При этих словах: «Мне нужно, чтобы он жил!» – душа его затрепетала, как трепещет листва дуба, сотрясаемого бурей.
«То были ужасные дни, дни болезни Авеля, – записывал в своей «Исповеди» Хоакин, – дни, исполненные невыразимых мучений. Жизнь его была в моих руках. Я мог просто оставить его умирать, а моги ускорить его смерть, причем ни одна живая душа не заподозрила бы меня, да я бы и не оставил следов, по которым можно было бы меня уличить. В своей медицинской практике я знавал случаи странных, подозрительных смертей, причины которых освещались для меня трагическим светом последующих событий – например, поспешной свадьбы вдовы и другими подобными фактами. Я начал бороться, как еще никогда не боролся с самим собой – с этой ядовитой гидрой, которая отравляла и омрачала мне жизнь. Здесь были замешаны моя честь врача, честь человека, мое умственное здоровье, мой разум. Я понял, что меня терзают когти подкравшегося безумия; я уже чувствовал его жало, вонзившееся в мое сердце. Но я победил. Я спас Авеля от смерти. Никогда еще не был я так счастлив, так душевно спокоен. Избыток несчастья обернулся к моей же пользе. Успех сделал меня счастливейшим человеком».

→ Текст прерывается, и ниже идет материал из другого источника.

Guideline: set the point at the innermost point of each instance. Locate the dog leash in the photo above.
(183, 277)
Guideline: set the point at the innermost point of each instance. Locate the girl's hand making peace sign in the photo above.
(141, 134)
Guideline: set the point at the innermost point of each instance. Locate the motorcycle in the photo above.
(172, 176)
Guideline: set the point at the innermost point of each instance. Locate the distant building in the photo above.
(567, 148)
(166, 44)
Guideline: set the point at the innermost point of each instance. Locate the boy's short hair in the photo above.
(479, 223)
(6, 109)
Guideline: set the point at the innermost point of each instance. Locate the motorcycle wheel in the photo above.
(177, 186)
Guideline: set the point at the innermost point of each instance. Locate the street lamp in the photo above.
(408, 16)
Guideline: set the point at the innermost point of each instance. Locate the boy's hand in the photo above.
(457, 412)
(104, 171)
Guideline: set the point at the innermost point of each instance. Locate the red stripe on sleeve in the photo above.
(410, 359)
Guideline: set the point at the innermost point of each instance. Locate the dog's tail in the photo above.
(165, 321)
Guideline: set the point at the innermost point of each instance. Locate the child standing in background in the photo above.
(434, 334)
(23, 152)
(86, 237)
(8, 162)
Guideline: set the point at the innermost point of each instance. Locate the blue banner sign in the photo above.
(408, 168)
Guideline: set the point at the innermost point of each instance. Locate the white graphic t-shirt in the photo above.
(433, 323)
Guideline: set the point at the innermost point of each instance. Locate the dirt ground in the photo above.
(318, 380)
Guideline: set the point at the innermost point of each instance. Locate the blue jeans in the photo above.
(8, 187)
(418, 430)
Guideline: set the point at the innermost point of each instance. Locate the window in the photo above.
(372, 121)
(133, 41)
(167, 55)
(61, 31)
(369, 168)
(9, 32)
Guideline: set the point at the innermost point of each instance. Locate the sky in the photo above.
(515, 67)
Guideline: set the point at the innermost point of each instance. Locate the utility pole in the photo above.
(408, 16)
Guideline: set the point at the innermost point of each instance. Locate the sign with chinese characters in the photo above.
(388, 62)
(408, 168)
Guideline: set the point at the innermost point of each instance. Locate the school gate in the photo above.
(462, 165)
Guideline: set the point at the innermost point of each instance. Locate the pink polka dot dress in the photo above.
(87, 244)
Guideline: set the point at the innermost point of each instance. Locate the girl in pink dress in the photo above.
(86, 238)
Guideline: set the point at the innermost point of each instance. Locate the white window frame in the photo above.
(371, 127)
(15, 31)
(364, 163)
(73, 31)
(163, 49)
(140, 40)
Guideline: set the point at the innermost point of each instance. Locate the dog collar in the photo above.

– Он… твой муж… вне опасности, – объявил в один прекрасный день Хоакин.
– Спасибо, Хоакин, спасибо тебе, – и она взяла его за руку, которую он оставил в ее ладонях. – Ты даже не подозреваешь, как мы тебе обязаны…

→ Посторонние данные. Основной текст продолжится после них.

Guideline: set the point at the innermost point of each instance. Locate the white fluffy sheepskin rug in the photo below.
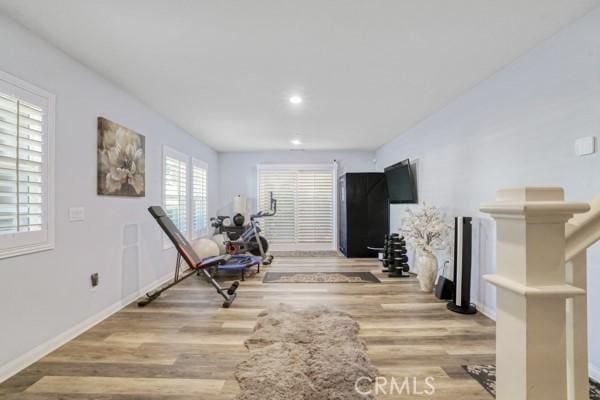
(310, 353)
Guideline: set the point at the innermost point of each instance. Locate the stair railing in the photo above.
(535, 353)
(582, 231)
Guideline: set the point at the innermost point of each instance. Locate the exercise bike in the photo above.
(250, 239)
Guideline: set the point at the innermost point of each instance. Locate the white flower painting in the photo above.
(121, 160)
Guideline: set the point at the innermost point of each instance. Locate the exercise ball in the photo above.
(205, 248)
(219, 239)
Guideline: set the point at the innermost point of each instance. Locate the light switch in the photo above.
(76, 214)
(585, 146)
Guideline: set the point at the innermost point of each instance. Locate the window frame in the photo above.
(22, 243)
(190, 163)
(198, 234)
(171, 152)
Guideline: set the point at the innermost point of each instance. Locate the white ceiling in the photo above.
(367, 69)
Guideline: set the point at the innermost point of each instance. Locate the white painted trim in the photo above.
(487, 311)
(40, 351)
(594, 372)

– Вы тоже не знаете, скольким я вам обязан…
– Ради бога, не надо, Хоакин… Теперь, когда мы так тебе признательны, не надо ворошить прошлое…

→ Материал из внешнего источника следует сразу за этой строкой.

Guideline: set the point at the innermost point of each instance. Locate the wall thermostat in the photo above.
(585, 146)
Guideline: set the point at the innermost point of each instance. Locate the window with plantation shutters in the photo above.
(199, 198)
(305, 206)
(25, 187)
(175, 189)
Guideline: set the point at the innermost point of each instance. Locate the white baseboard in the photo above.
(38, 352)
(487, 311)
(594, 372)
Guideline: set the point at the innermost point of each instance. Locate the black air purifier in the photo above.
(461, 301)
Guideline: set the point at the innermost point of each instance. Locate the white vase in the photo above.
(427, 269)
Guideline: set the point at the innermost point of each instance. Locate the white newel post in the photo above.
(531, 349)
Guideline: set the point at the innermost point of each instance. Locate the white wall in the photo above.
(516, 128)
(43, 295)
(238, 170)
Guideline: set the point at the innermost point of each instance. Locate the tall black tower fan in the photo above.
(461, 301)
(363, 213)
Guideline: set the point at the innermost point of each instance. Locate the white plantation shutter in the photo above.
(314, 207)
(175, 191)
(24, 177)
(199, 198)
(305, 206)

– Да я и не ворошу его. Я очень обязан вам. Болезнь Авеля многому меня научила…
– Ах, так ты рассматриваешь ее как особо интересный случай!
– Нет, Елена, нет, – только как случай со мной!
– Не понимаю тебя.
– Я и сам не понимаю. Просто я хотел сказать, что борясь эти дни за жизнь твоего мужа…
– Называй его лучше Авелем!
– Хорошо. Так вот, борясь с его болезнью, я одновременно изучал свою. И, глядя на ваше счастье, решил… жениться!
– У тебя есть невеста?
– Нет, пока еще нет, но я решил искать. Мне нужно свое гнездо. Поэтому я хочу жениться. Или ты считаешь Елена, что я не найду женщины, которая
– Конечно, найдешь; почему же не найти?…
– Я имею в виду женщину, которая бы меня полюбила…
– Конечно, я так и поняла, конечно, – женщину, которая бы тебя любила…
– Видишь ли, как партия…
– Ну, разумеется, ты очень хорошая партия… молодой, с достатком, впереди у тебя хорошая карьера, скоро ты станешь знаменитостью, ты добр…
– Добр… Но при этом не слишком симпатичен, верно, Елена?
– Почему же, Хоакин?… Откуда ты взял, что несимпатичен?
– Ах, Елена, Елена, где мне найти такую женщину?…
– Которая бы тебя полюбила?
– Нет, хотя бы такую, которая не обманывала меня, говорила мне правду, не смеялась надо мной, Елена, не смеялась бы надо мной… Которая вышла бы за меня с отчаяния, чтобы я ее содержал, и она сама
– Ты и в самом деле болен, Хоакин. Женись!
– А ты думаешь, Елена, что найдется какой-нибудь человек, который смог
– На свете нет ничего такого, чего нельзя было бы добиться. Каждый человек может найти кого-то, кто его полюбит.
– А я буду любить свою жену? Смогу я ее полюбить? Скажи…
– Странный ты человек, еще бы не хватало…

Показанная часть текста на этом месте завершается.